I press a kiss onto her forehead, taking in her smell of laundry detergent and flower-scented lotion.  “Only because I’d do anything you wanted me to do,” I say.

She nestles down against my chest, using the hand that’s not pinned between us to trace a whisper of a line down my neck.  “How did I get so lucky to meet my soulmate when I was just seventeen?” she murmurs.  “Most people spend their whole lives looking for their soulmate, travel the whole globe looking for them, and all I had to do was register for trigonometry.”

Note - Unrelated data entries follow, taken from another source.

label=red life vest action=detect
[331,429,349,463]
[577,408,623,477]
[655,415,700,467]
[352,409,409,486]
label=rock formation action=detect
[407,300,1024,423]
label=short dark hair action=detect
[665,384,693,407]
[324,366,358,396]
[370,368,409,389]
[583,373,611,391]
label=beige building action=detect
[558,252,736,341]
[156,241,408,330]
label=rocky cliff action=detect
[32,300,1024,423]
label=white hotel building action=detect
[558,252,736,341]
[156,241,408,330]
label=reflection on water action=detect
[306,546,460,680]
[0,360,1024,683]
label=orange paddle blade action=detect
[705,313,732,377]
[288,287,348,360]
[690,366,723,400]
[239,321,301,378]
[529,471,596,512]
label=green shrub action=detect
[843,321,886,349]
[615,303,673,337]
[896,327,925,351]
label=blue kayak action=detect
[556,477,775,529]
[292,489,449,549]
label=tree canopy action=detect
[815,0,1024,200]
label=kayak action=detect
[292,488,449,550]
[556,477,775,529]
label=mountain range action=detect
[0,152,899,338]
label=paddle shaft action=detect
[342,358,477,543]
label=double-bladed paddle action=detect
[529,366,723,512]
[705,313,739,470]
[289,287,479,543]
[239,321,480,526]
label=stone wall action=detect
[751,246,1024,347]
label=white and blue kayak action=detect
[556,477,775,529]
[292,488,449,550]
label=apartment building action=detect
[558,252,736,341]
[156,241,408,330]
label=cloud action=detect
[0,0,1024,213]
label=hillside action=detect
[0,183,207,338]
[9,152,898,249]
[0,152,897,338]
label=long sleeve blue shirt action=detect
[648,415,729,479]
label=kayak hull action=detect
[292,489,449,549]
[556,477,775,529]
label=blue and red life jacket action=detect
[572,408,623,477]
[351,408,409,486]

I keep my face carefully blank, but my heart is thudding hard against my ribs.  This is the first time she’s ever said anything like “soulmate,” and what the fuck are you supposed to say when someone springs that kind of shit on you without any warning?  We’d already said “I love you” to each other a couple months ago, but somehow, “soulmate” feels like taking it to a whole new level.

I kiss her gently again, first on the corner of her tiny, dainty, perfect mouth, then brushing my lips against hers, letting our tongues find their way to each other.  

When she pulls away, I clear my throat and say, “I think you’re my soulmate, too, Jen.”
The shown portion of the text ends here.